Wednesday, 9 July 2025: 09:15
Location: FSE001 (Faculty of Education Sciences (FSE))
Oral Presentation
Arjin TAS, University of Vienna, Austria
In August 2015, after the declarations of self-governance in the Kurdish region of Turkey, Sur (the old town of Diyarbakır) turned into an urban front in the armed conflicts between the Turkish armed forces and the PKK (Kurdistan Workers’ Party). During and after the clashes, through bulldozering, urgent expropriation, and urban redevelopment, more than 22,000 low-income Kurdish inhabitants were forcefully displaced and dispossessed. The counterinsurgent urban redevelopment project in Sur has not been finished and seems paused. The systematic subjugation of the low-income Kurdish population has not remained limited to the areas of self-governance declarations or clashes, either. Recently, in 2020, inner Bağlar, the poorest and densest urban section of Diyarbakır, has become the target of urban redevelopment by the Turkish state. Like Sur, the urban redevelopment project of Bağlar proceeds unnervingly slow, even though a neighborhood of Bağlar has been selected for the start of the project and a pilot area has been declared “risky” on paper.
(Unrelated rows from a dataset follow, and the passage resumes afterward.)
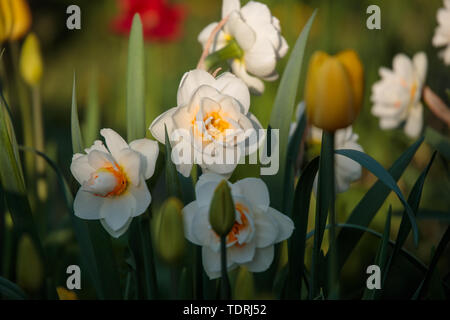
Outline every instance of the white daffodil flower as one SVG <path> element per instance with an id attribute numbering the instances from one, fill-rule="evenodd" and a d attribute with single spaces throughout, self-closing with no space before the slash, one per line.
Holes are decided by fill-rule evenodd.
<path id="1" fill-rule="evenodd" d="M 351 149 L 364 152 L 363 148 L 358 144 L 358 135 L 353 132 L 351 126 L 336 130 L 334 135 L 334 150 Z M 322 130 L 311 127 L 308 142 L 310 144 L 321 144 Z M 343 155 L 336 154 L 334 156 L 334 176 L 335 191 L 343 193 L 350 188 L 350 184 L 361 178 L 362 167 L 356 161 L 353 161 Z M 314 180 L 314 192 L 317 193 L 318 175 Z"/>
<path id="2" fill-rule="evenodd" d="M 183 209 L 186 238 L 202 246 L 203 267 L 210 279 L 220 277 L 220 238 L 209 223 L 209 207 L 217 185 L 223 177 L 203 174 L 195 186 L 196 201 Z M 289 238 L 294 223 L 271 208 L 269 191 L 261 179 L 246 178 L 229 183 L 236 207 L 236 220 L 226 237 L 227 268 L 239 265 L 251 272 L 269 268 L 274 244 Z"/>
<path id="3" fill-rule="evenodd" d="M 434 32 L 433 45 L 435 47 L 447 46 L 440 52 L 446 65 L 450 65 L 450 0 L 444 0 L 444 8 L 437 12 L 438 26 Z"/>
<path id="4" fill-rule="evenodd" d="M 106 146 L 97 140 L 86 154 L 72 158 L 70 170 L 81 184 L 73 208 L 81 219 L 99 219 L 106 231 L 118 238 L 151 202 L 145 180 L 155 171 L 158 143 L 139 139 L 128 145 L 111 129 L 100 133 Z"/>
<path id="5" fill-rule="evenodd" d="M 413 59 L 398 54 L 393 60 L 393 70 L 380 69 L 381 80 L 372 87 L 372 114 L 380 118 L 382 129 L 393 129 L 405 122 L 404 131 L 417 138 L 423 126 L 423 105 L 420 102 L 427 73 L 425 53 Z"/>
<path id="6" fill-rule="evenodd" d="M 255 152 L 262 128 L 251 113 L 245 83 L 226 72 L 214 78 L 203 70 L 187 72 L 178 88 L 177 107 L 157 117 L 150 132 L 172 145 L 172 161 L 188 177 L 192 165 L 204 172 L 231 175 L 241 157 Z"/>
<path id="7" fill-rule="evenodd" d="M 261 94 L 264 83 L 260 79 L 275 81 L 278 78 L 277 61 L 286 55 L 289 48 L 281 36 L 280 21 L 272 16 L 265 4 L 255 1 L 241 8 L 239 0 L 223 0 L 222 19 L 226 17 L 228 20 L 215 36 L 210 52 L 218 51 L 235 40 L 243 54 L 230 61 L 231 69 L 253 93 Z M 217 22 L 208 25 L 198 36 L 203 48 L 217 25 Z"/>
Based on ethnographic research in Diyarbakır, this paper explores the relationship between lengthy urban redevelopment processes and counterinsurgency strategies with a particular focus on dispossession and displacement. It conceptualizes urban regeneration processes as a part of governance (governing the city, dissent, conflict, and counterinsurgency). I argue that a redevelopment project does not need to be finished for displacement and dispossession to take place. On the contrary, the lengthy, non-transparent, and ambiguous urban redevelopment processes characterized by messy and constantly shifting bureaucratic and administrative structures form a threatening space, a limbo, aiming to disseminate the clustered, political, and mobilized low-income Kurdish families. In addition, the constant threat of displacement, facing empty lots and dilapidated surroundings, and police points set up at corners all lead to (de)securitization and depopulation in both Sur and inner Bağlar, creating a space that prevents political mobilization and insurgency.